New Italian Progressive Rock

Excellent example of instrumental sympho/neo-prog deeply inspired by IQ.The further we go the more complex music we meet; a real sympho!!! The whole album is a bit boring:after the 5th track you're not able to be as much attentive as in the beginning.The only track with vocals "Machine of God" leaves nice impression...as well as the whole record:it's nice,but it's hard to tell one track from another.But when you got use to it...oh boy,it's STUNNING!!!That's why I was going to give DORACOR the full 5 stars! But 4 stars will be enough,I think - sometimes this music can bore to death!!! :-)

Igor Sidorenko


The eighth album from this Italian symph prog band.

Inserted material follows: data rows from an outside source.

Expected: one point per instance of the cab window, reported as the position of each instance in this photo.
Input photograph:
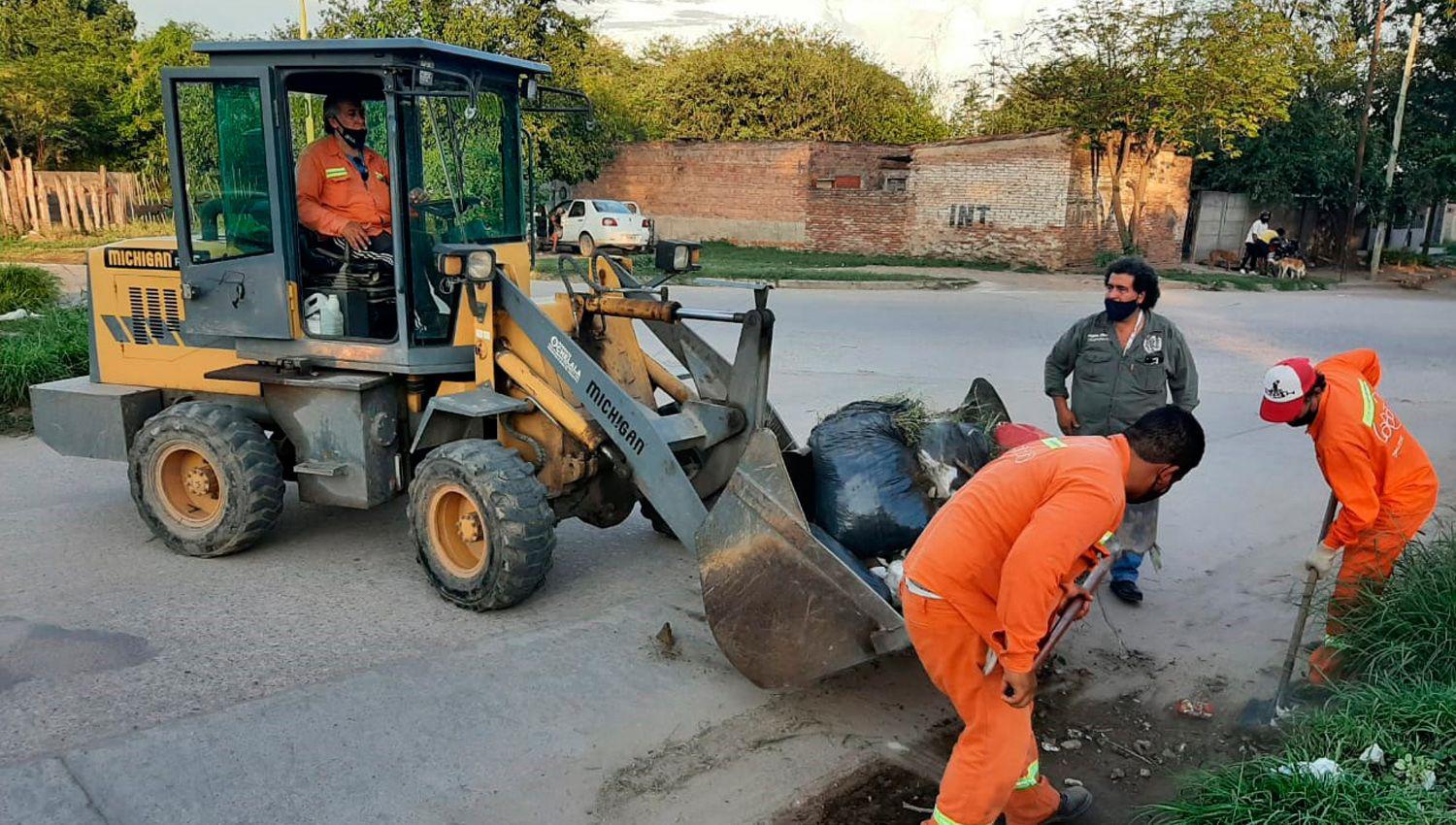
(224, 171)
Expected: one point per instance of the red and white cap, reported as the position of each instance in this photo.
(1284, 387)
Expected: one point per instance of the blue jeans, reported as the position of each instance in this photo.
(1136, 537)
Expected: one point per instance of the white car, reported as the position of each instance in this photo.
(591, 223)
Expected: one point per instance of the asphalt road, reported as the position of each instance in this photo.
(316, 678)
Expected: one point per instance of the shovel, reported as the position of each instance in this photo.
(1260, 711)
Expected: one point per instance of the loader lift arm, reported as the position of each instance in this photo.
(783, 609)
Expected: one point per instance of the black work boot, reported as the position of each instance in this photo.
(1127, 591)
(1075, 802)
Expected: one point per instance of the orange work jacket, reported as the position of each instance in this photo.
(331, 191)
(1024, 525)
(1366, 454)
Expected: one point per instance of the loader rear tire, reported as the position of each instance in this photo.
(206, 478)
(482, 524)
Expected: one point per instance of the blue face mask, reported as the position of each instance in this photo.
(1118, 311)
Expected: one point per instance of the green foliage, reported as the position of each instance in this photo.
(768, 264)
(1409, 627)
(60, 63)
(142, 93)
(40, 349)
(1136, 79)
(1219, 281)
(26, 288)
(768, 82)
(1414, 725)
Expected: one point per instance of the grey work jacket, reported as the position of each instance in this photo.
(1111, 389)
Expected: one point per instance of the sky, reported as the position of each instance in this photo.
(905, 35)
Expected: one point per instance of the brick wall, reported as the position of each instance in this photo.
(745, 192)
(1016, 198)
(855, 213)
(1091, 226)
(992, 198)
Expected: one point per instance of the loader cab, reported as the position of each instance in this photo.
(442, 168)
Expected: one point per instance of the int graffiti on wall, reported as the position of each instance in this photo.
(969, 214)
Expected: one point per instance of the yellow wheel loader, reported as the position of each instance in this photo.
(253, 349)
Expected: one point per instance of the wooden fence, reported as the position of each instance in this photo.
(69, 203)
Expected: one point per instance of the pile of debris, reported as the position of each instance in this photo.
(882, 467)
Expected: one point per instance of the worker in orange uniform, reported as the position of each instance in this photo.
(344, 185)
(986, 578)
(1383, 480)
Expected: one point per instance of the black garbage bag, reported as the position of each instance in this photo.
(949, 452)
(865, 480)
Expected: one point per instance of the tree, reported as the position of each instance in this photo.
(760, 82)
(1138, 79)
(142, 93)
(60, 60)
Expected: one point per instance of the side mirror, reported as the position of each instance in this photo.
(678, 256)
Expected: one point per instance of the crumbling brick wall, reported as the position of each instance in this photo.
(1091, 226)
(1002, 198)
(1016, 198)
(745, 192)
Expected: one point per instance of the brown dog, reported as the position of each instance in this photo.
(1223, 258)
(1290, 267)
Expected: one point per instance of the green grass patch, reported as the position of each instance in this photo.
(766, 264)
(1414, 725)
(1409, 626)
(72, 249)
(26, 288)
(1401, 647)
(47, 348)
(1245, 282)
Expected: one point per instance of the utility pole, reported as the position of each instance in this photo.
(303, 35)
(1365, 130)
(1395, 145)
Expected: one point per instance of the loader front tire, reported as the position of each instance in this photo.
(482, 524)
(206, 478)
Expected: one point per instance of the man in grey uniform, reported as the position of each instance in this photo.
(1123, 363)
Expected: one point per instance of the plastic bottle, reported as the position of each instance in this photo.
(323, 314)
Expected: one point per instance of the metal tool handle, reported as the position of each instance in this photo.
(1304, 611)
(1069, 611)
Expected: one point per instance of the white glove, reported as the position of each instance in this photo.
(1321, 559)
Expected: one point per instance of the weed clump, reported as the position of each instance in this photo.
(26, 288)
(46, 348)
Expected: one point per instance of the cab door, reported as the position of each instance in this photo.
(232, 249)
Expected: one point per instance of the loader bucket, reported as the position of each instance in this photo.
(783, 607)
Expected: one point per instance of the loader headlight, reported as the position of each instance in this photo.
(480, 265)
(678, 256)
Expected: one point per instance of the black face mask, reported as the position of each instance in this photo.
(1307, 417)
(354, 137)
(1118, 311)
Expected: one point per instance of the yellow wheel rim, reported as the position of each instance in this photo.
(457, 531)
(188, 486)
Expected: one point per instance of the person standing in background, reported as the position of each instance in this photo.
(1124, 361)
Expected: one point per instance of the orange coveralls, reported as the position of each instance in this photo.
(1383, 480)
(998, 554)
(331, 191)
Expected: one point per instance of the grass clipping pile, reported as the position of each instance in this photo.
(1382, 749)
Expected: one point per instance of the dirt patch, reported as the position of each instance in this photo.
(1126, 752)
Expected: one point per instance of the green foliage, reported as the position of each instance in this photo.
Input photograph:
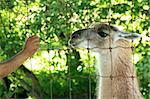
(55, 67)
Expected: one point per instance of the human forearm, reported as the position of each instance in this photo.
(11, 65)
(31, 46)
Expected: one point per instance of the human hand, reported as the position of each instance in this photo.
(31, 46)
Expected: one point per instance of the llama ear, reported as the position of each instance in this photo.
(128, 36)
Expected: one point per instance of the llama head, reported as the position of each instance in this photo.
(99, 37)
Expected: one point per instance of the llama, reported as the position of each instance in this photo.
(116, 75)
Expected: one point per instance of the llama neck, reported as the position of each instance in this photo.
(117, 63)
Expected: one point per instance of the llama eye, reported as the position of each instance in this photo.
(102, 34)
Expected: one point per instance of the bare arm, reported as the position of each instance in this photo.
(31, 46)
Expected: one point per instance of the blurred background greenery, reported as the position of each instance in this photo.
(56, 72)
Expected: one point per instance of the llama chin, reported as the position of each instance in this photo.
(116, 74)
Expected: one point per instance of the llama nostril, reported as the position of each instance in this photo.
(75, 36)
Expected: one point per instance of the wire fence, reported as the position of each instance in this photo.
(66, 82)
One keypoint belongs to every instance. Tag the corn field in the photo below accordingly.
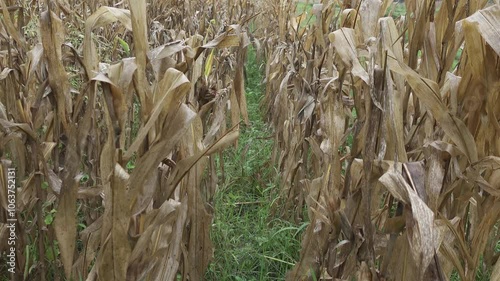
(115, 115)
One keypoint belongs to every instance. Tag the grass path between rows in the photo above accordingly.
(249, 243)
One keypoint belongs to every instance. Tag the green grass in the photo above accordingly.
(249, 243)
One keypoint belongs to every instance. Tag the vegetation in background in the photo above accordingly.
(136, 131)
(251, 244)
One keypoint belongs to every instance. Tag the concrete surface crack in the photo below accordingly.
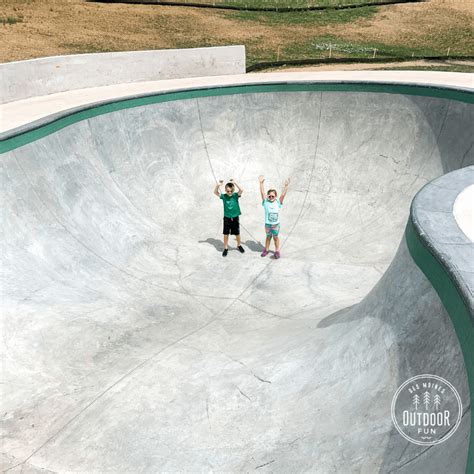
(243, 394)
(266, 464)
(260, 378)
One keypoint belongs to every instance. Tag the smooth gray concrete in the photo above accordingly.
(23, 79)
(131, 345)
(433, 212)
(464, 213)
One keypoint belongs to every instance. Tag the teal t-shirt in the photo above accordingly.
(272, 211)
(231, 205)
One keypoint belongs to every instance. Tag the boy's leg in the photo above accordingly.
(267, 242)
(277, 243)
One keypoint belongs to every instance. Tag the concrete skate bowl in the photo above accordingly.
(131, 345)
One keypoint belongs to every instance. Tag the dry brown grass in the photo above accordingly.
(52, 27)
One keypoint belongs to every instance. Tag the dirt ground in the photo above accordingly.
(36, 28)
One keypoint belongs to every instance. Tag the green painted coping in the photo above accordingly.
(459, 313)
(49, 127)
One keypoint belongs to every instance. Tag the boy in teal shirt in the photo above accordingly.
(231, 212)
(272, 206)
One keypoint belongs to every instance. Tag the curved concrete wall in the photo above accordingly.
(464, 213)
(446, 255)
(36, 77)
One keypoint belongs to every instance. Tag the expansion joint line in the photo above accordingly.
(204, 141)
(311, 173)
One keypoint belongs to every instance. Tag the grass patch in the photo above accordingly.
(264, 4)
(321, 17)
(11, 20)
(438, 67)
(325, 46)
(84, 48)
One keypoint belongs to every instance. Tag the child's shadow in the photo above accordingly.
(219, 245)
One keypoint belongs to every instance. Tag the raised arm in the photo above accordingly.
(262, 189)
(285, 190)
(216, 189)
(240, 189)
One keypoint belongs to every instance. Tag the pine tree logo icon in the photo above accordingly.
(437, 402)
(427, 400)
(416, 401)
(426, 409)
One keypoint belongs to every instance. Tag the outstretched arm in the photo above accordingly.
(216, 189)
(240, 189)
(285, 190)
(262, 189)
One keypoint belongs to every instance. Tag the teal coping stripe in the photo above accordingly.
(454, 303)
(430, 266)
(53, 125)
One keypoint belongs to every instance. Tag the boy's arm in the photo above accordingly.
(262, 189)
(240, 189)
(285, 190)
(216, 189)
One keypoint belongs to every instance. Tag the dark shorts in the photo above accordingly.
(231, 226)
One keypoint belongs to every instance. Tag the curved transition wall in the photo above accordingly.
(132, 345)
(36, 77)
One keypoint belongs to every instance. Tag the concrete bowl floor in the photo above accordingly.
(132, 345)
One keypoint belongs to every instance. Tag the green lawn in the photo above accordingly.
(281, 4)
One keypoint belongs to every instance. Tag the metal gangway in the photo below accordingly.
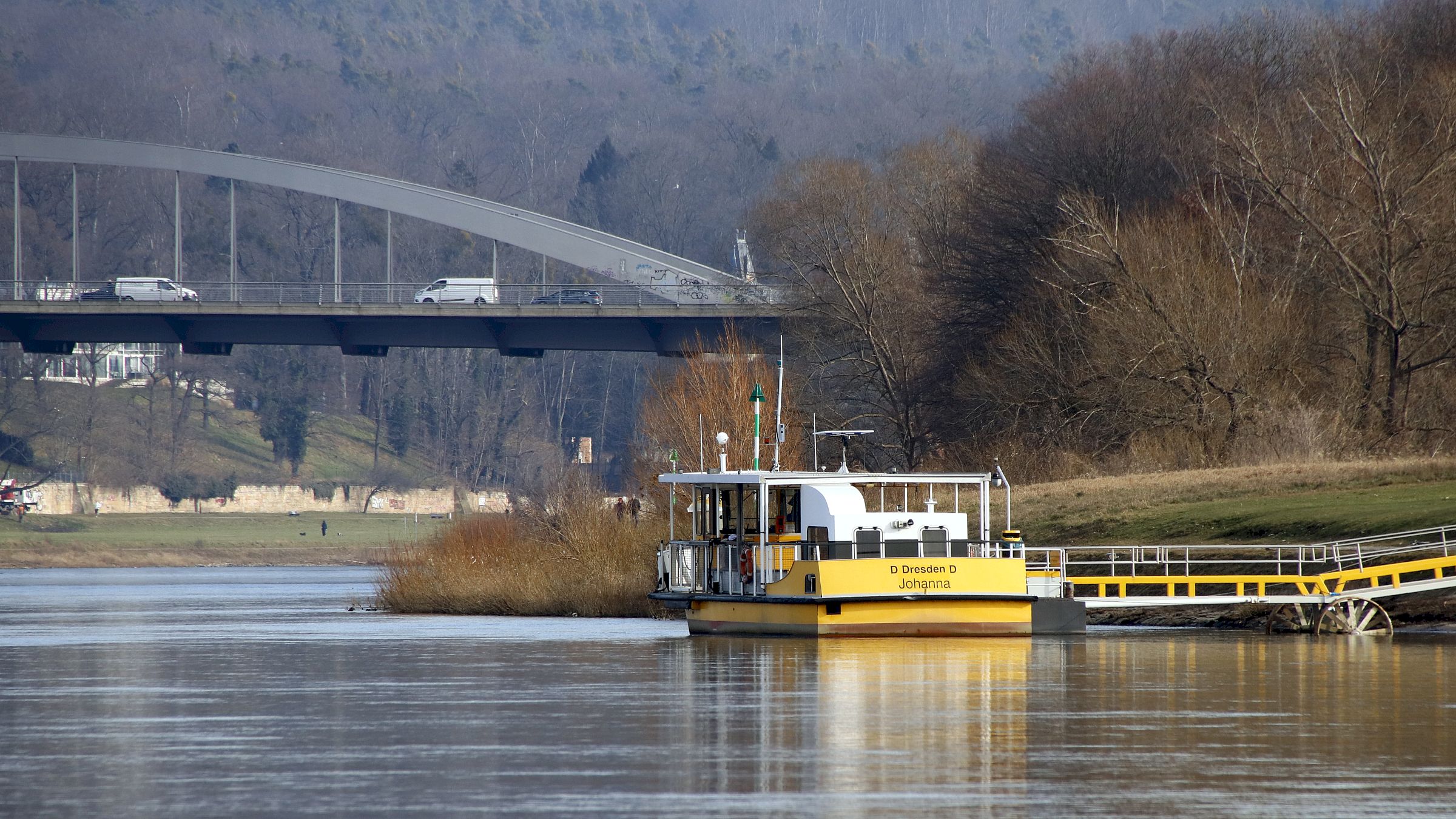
(1329, 588)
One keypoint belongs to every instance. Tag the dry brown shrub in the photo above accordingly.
(567, 554)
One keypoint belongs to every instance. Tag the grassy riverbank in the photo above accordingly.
(204, 539)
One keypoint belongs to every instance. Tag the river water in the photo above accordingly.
(257, 693)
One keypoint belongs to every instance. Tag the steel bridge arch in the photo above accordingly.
(555, 238)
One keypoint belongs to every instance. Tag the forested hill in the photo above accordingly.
(508, 98)
(661, 121)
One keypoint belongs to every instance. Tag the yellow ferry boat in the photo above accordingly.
(801, 554)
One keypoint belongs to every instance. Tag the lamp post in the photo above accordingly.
(999, 480)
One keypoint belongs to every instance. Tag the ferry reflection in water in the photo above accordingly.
(854, 716)
(219, 693)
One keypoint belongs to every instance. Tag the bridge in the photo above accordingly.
(654, 302)
(631, 318)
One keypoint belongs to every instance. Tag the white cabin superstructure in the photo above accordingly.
(842, 553)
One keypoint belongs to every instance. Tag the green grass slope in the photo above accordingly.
(135, 437)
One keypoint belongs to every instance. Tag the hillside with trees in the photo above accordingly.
(1219, 247)
(980, 149)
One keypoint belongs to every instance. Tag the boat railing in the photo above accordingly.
(715, 566)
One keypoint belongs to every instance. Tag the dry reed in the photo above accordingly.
(568, 557)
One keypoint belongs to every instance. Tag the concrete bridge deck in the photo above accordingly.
(373, 328)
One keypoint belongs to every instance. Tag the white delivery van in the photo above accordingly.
(152, 289)
(457, 292)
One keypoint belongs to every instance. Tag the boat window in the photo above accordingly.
(729, 510)
(867, 541)
(784, 510)
(704, 513)
(935, 541)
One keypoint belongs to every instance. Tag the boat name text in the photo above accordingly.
(908, 569)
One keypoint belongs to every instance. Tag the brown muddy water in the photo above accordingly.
(255, 693)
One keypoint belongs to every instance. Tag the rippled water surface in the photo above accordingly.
(255, 691)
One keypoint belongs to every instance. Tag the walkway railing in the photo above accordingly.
(1161, 575)
(379, 294)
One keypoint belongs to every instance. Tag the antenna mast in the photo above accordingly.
(778, 411)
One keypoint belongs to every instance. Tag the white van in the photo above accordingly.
(459, 292)
(152, 289)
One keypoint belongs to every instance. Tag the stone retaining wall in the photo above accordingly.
(81, 499)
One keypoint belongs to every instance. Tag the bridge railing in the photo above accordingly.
(380, 294)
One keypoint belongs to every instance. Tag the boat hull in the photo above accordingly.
(864, 618)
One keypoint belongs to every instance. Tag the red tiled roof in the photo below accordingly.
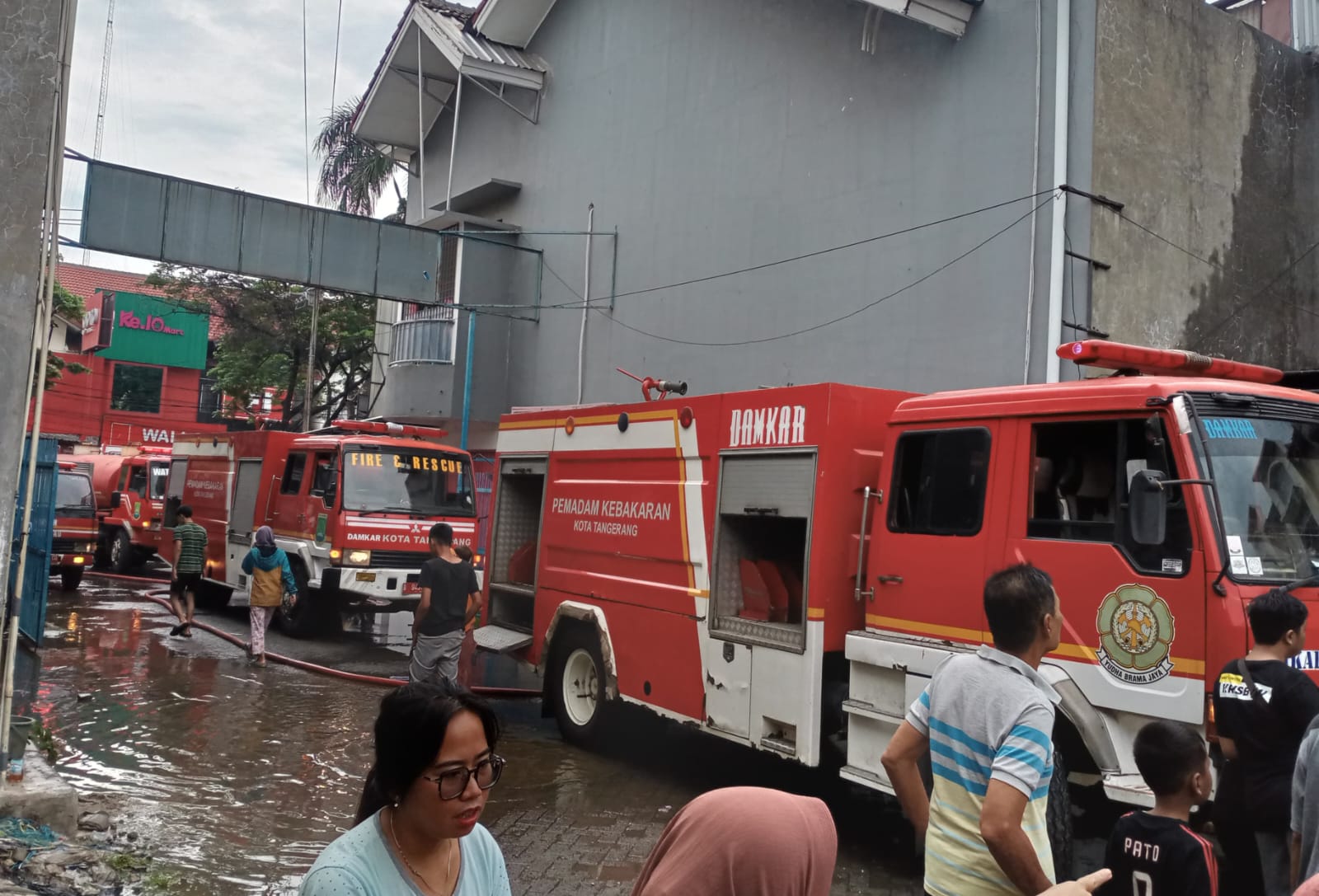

Doracor has had a very fine development from the rather paltry one-man band album The Long Pathway to this album, a full band album with a lush sound. Doracor has been a full band now for a long time. The difference in quality is huge.

Lady Roma gives us fifty minutes of lush, elegant symphonic prog with Italian vocals. The sound is a mix of the English and US symphonic prog sound. Mostly the US sound, in fact. That means monumental elegance takes the front seat here. Monumental elegance produced with plenty of keyboards, guitars, bass, woodwinds, drums and very elegant male vocals. A bit sweet, perhaps too sweet, but still with a lot of substance. On this album, Corrado Sardella, the mainman in Doracor, has also included some influences from the likes of Rush, lounge jazz and soul. Yes, there is a big thick well known Rush riff in one of the songs here our friends has "borrowed" from our Canadian friends. I guess with tongue in cheek. It is fun listening to it, anyway.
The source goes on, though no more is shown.